Prompts First, Finally
Brent N. Reeves, James Prather, Paul Denny, Juho Leinonen, Stephen MacNeil, Brett A. Becker, Andrew Luxton-Reilly
TL;DR
The paper argues that Generative AI catalyzes a natural shift toward problem solving in natural language, proposing a Prompts First approach in Computer Science Education. It traces the historical rise of abstractions from machine code to objects and contends that GenAI makes natural-language problem solving a practical and scalable abstraction level. The authors review empirical work on LLMs in education, discuss opportunities for resource generation and feedback, and address risks such as over-reliance and non-deterministic outputs. They call for precise vocabulary and strengthened debugging skills to harness GenAI’s benefits while mitigating drawbacks, presenting a roadmap for pedagogy that centers on prompt engineering and domain-focused communication.
Abstract
Generative AI (GenAI) and large language models in particular, are disrupting Computer Science Education. They are proving increasingly capable at more and more challenges.
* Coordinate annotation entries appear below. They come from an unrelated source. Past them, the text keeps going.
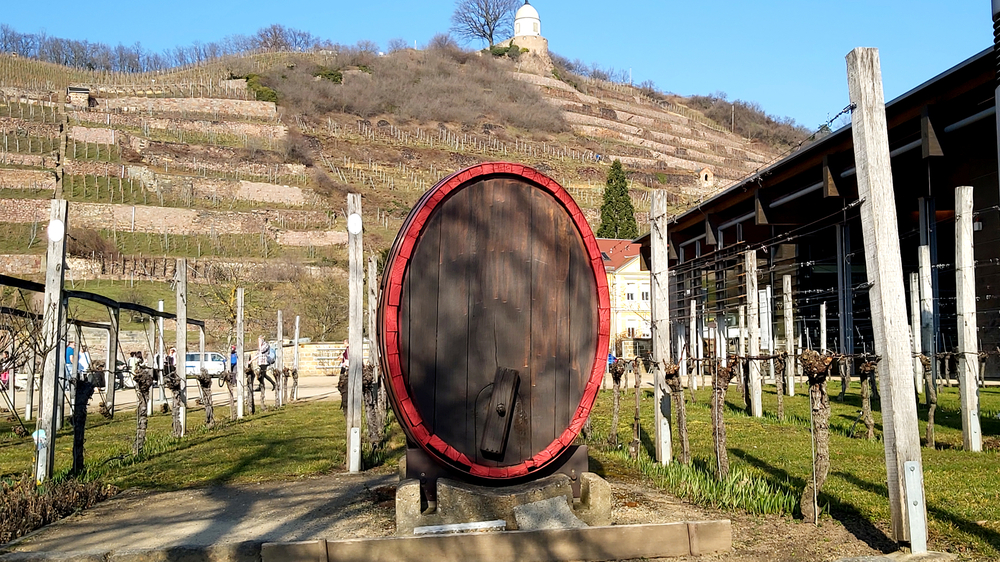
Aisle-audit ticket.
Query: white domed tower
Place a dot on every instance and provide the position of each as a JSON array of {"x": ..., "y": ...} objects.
[{"x": 526, "y": 22}]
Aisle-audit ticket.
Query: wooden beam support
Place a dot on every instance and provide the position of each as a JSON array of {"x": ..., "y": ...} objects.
[
  {"x": 829, "y": 181},
  {"x": 968, "y": 348},
  {"x": 753, "y": 321},
  {"x": 929, "y": 143},
  {"x": 786, "y": 309},
  {"x": 885, "y": 273}
]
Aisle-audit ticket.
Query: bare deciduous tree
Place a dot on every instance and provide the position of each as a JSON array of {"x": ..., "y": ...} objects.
[{"x": 482, "y": 19}]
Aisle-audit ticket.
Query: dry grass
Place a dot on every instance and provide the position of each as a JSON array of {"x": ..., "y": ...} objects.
[{"x": 444, "y": 85}]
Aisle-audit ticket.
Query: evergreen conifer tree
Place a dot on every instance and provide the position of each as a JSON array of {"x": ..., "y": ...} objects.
[{"x": 617, "y": 212}]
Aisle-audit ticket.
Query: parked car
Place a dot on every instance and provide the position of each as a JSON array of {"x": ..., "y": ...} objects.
[{"x": 215, "y": 363}]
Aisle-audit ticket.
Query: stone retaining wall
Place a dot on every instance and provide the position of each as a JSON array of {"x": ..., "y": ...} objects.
[
  {"x": 239, "y": 128},
  {"x": 227, "y": 107},
  {"x": 93, "y": 135},
  {"x": 26, "y": 179}
]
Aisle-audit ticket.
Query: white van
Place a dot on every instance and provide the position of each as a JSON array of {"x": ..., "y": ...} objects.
[{"x": 215, "y": 363}]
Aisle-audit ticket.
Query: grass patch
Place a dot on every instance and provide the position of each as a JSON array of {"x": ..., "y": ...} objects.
[{"x": 774, "y": 458}]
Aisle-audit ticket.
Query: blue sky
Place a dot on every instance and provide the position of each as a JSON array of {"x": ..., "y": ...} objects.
[{"x": 787, "y": 55}]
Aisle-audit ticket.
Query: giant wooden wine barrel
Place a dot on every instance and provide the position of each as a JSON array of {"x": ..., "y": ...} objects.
[{"x": 495, "y": 321}]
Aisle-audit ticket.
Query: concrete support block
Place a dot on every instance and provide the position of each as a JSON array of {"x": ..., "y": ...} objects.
[
  {"x": 594, "y": 507},
  {"x": 707, "y": 537},
  {"x": 459, "y": 502}
]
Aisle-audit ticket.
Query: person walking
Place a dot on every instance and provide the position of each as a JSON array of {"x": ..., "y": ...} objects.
[{"x": 263, "y": 360}]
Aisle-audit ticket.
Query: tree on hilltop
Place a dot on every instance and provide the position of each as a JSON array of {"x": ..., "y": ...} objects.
[
  {"x": 617, "y": 212},
  {"x": 482, "y": 19}
]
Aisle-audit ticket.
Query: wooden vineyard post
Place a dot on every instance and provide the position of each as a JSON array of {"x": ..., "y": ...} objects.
[
  {"x": 295, "y": 362},
  {"x": 968, "y": 348},
  {"x": 786, "y": 306},
  {"x": 918, "y": 366},
  {"x": 109, "y": 377},
  {"x": 753, "y": 321},
  {"x": 355, "y": 296},
  {"x": 180, "y": 363},
  {"x": 927, "y": 335},
  {"x": 885, "y": 274},
  {"x": 240, "y": 359},
  {"x": 279, "y": 363},
  {"x": 55, "y": 257},
  {"x": 660, "y": 321},
  {"x": 822, "y": 328}
]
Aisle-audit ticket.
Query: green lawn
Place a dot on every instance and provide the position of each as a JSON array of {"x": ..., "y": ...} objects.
[{"x": 962, "y": 489}]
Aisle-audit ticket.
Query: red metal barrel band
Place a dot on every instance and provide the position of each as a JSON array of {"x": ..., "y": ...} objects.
[{"x": 393, "y": 286}]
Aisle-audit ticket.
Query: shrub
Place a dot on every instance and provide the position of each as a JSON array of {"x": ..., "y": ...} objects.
[
  {"x": 23, "y": 508},
  {"x": 330, "y": 74},
  {"x": 261, "y": 92}
]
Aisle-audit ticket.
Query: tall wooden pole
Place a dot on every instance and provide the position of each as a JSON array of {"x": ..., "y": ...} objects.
[
  {"x": 355, "y": 315},
  {"x": 786, "y": 309},
  {"x": 295, "y": 356},
  {"x": 55, "y": 256},
  {"x": 885, "y": 273},
  {"x": 927, "y": 336},
  {"x": 279, "y": 362},
  {"x": 696, "y": 347},
  {"x": 968, "y": 348},
  {"x": 753, "y": 321},
  {"x": 916, "y": 346},
  {"x": 181, "y": 345},
  {"x": 109, "y": 379},
  {"x": 822, "y": 328},
  {"x": 240, "y": 359},
  {"x": 660, "y": 323},
  {"x": 373, "y": 286}
]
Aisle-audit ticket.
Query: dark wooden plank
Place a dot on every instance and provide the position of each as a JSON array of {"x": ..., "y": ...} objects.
[
  {"x": 544, "y": 290},
  {"x": 423, "y": 298},
  {"x": 519, "y": 307},
  {"x": 500, "y": 413},
  {"x": 565, "y": 238},
  {"x": 451, "y": 415},
  {"x": 482, "y": 335}
]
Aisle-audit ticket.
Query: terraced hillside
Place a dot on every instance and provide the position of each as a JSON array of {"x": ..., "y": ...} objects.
[{"x": 190, "y": 163}]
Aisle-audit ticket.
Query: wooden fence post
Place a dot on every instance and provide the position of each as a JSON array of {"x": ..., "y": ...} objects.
[
  {"x": 916, "y": 346},
  {"x": 786, "y": 309},
  {"x": 181, "y": 361},
  {"x": 55, "y": 257},
  {"x": 885, "y": 274},
  {"x": 660, "y": 323},
  {"x": 355, "y": 297},
  {"x": 240, "y": 359},
  {"x": 279, "y": 379},
  {"x": 753, "y": 321},
  {"x": 968, "y": 348}
]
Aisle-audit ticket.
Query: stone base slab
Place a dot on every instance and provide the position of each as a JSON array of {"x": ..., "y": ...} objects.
[{"x": 591, "y": 543}]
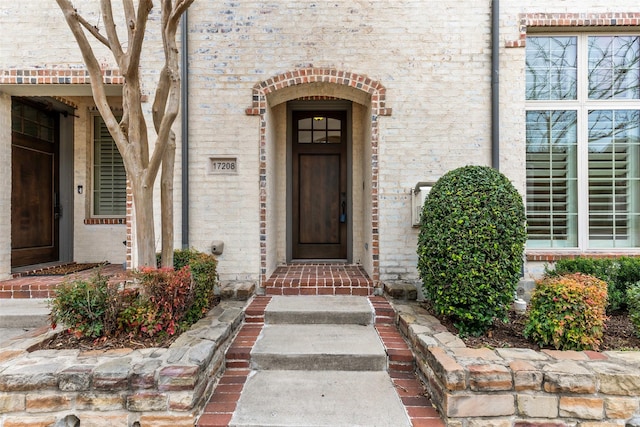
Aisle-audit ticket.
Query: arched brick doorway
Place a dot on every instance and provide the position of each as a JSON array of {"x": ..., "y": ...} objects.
[{"x": 269, "y": 99}]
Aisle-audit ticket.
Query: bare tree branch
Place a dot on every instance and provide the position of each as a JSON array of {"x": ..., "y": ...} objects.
[
  {"x": 93, "y": 30},
  {"x": 95, "y": 72},
  {"x": 110, "y": 28},
  {"x": 135, "y": 42}
]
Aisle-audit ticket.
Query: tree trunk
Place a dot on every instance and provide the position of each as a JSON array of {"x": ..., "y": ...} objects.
[
  {"x": 144, "y": 223},
  {"x": 166, "y": 201}
]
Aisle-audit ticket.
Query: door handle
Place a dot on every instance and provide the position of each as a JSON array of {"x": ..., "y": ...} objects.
[{"x": 57, "y": 207}]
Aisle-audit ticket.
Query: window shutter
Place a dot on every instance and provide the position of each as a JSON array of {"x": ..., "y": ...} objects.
[{"x": 110, "y": 180}]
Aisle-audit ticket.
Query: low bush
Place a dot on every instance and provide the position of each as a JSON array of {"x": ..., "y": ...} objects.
[
  {"x": 633, "y": 301},
  {"x": 162, "y": 301},
  {"x": 205, "y": 278},
  {"x": 619, "y": 273},
  {"x": 568, "y": 312},
  {"x": 86, "y": 307},
  {"x": 470, "y": 246}
]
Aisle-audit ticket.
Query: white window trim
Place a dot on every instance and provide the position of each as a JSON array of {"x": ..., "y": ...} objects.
[
  {"x": 93, "y": 113},
  {"x": 582, "y": 104}
]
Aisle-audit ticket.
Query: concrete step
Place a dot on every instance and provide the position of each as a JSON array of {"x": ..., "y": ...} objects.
[
  {"x": 23, "y": 312},
  {"x": 318, "y": 347},
  {"x": 319, "y": 309},
  {"x": 319, "y": 398}
]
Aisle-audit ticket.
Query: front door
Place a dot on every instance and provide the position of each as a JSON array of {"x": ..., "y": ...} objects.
[
  {"x": 34, "y": 193},
  {"x": 319, "y": 178}
]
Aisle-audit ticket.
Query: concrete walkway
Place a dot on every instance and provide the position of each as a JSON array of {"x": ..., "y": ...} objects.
[
  {"x": 319, "y": 361},
  {"x": 20, "y": 316}
]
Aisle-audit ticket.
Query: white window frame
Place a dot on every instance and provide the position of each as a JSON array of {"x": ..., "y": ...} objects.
[
  {"x": 91, "y": 190},
  {"x": 582, "y": 104}
]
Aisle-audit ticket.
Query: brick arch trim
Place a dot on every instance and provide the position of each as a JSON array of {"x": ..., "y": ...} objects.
[
  {"x": 331, "y": 76},
  {"x": 303, "y": 76},
  {"x": 571, "y": 20}
]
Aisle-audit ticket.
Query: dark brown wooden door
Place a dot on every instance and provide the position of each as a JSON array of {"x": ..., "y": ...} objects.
[
  {"x": 34, "y": 166},
  {"x": 319, "y": 173}
]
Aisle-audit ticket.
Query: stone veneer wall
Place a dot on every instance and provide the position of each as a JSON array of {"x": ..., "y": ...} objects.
[
  {"x": 148, "y": 387},
  {"x": 520, "y": 387}
]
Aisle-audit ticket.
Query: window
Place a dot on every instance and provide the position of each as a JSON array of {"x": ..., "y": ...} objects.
[
  {"x": 109, "y": 177},
  {"x": 583, "y": 141}
]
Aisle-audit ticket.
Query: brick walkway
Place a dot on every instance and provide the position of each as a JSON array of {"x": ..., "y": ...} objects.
[
  {"x": 319, "y": 279},
  {"x": 219, "y": 411}
]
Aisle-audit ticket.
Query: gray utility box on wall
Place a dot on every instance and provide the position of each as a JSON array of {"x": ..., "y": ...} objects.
[{"x": 419, "y": 195}]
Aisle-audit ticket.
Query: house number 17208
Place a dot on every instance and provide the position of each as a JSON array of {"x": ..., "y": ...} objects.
[{"x": 223, "y": 166}]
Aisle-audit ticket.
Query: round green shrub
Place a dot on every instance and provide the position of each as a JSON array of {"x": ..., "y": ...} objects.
[{"x": 470, "y": 247}]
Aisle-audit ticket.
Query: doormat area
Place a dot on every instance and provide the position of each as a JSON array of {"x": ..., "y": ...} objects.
[{"x": 61, "y": 270}]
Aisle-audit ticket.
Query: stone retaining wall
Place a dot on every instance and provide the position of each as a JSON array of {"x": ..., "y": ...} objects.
[
  {"x": 148, "y": 387},
  {"x": 520, "y": 387}
]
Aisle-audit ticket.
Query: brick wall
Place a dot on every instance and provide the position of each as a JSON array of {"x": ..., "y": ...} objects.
[{"x": 5, "y": 190}]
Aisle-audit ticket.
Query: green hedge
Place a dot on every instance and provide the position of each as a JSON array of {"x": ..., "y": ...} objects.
[{"x": 470, "y": 246}]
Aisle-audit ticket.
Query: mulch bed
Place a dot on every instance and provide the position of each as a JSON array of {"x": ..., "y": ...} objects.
[
  {"x": 65, "y": 269},
  {"x": 619, "y": 333},
  {"x": 66, "y": 340}
]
Some educators argue that they pose a serious threat to computing education, and that we should ban their use in the classroom. While there are serious GenAI issues that remain unsolved, it may be useful in the present moment to step back and examine the overall trajectory of Computer Science writ large. Since the very beginning, our discipline has sought to increase the level of abstraction in each new representation. We have progressed from hardware dip switches, through special purpose languages and visual representations like flow charts, all the way now to ``natural language.'' With the advent of GenAI, students can finally change the abstraction level of a problem to the ``language'' they've been ``problem solving'' with all their lives. In this paper, we argue that our programming abstractions were always headed here -- to natural language. Now is the time to adopt a ``Prompts First'' approach to Computer Science Education.